Searight, Thomas, THE OLD PIKE. A HISTORY OF THE NATIONAL ROAD, WITH INCIDENTS, ACCIDENTS, AND ANECDOTES THEREON. Uniontown, PA.: Thomas B. Searight, 1894. First ed., brown cloth hardcover w/gilt titling and blind-stamped pattern to outer edge of boards, 8vo (8.25 x 5.5"), very good/n.a., 384 pp. General light wear to boards, rubbing to head and tail of spine as well as the usual corners, small previous owner ink stamp to front free fly-leaf, frontis-piece of the author and 95 additional full page plates.

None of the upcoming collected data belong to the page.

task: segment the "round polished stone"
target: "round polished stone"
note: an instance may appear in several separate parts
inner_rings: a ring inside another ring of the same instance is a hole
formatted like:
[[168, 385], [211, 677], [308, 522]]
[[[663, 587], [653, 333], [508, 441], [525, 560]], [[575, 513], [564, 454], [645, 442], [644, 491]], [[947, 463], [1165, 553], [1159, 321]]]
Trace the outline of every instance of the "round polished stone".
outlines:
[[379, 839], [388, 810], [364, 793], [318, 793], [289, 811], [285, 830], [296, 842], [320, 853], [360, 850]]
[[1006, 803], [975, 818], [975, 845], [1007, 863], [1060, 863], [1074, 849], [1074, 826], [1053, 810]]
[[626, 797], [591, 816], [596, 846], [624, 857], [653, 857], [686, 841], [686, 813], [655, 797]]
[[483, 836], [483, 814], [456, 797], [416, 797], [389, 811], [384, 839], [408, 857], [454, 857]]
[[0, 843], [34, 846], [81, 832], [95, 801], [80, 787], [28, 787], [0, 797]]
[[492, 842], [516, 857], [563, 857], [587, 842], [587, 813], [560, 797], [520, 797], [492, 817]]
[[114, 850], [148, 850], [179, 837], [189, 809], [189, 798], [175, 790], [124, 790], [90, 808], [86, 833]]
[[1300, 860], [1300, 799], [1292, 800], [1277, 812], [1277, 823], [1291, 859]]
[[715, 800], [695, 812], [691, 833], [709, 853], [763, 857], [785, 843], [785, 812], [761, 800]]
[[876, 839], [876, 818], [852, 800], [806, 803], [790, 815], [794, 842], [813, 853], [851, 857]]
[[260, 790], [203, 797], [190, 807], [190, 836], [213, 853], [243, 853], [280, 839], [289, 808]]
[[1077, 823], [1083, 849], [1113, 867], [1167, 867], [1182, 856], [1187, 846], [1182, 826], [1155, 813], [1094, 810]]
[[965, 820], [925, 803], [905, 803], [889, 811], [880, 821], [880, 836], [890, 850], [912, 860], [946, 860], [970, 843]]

The National Road (also known as the Cumberland Road) was the first major improved highway in the United States built by the federal government. Built between 1811 and 1837, the 620-mile (1,000 km) road connected the Potomac and Ohio Rivers and was a main transport path to the West for thousands of settlers. When rebuilt in the 1830s, it became the second U.S. road surfaced with the macadam process pioneered by Scotsman John Loudon McAdam. Construction began heading west in 1811 at Cumberland, Maryland, on the Potomac River. After the Financial Panic of 1837 and the resulting economic depression, congressional funding ran dry and construction was stopped at Vandalia, Illinois, the then capital of the Illinois, 63 miles (101 km) northeast of St. Louis across the Mississippi River. Today, much of the alignment is followed by U.S. Route 40, with various portions bearing the Alternate U.S. Route 40 designation, or various state-road numbers (such as Maryland Route 144 for several sections between Baltimore and Cumberland). In 2002, the full road, including extensions east to Baltimore and west to St. Louis, was designated the Historic National Road, an All-American Road.
Quite the marvelous tome indeed, an 1894 adventure on an 1811 road - a wonderful Capture of Tyme!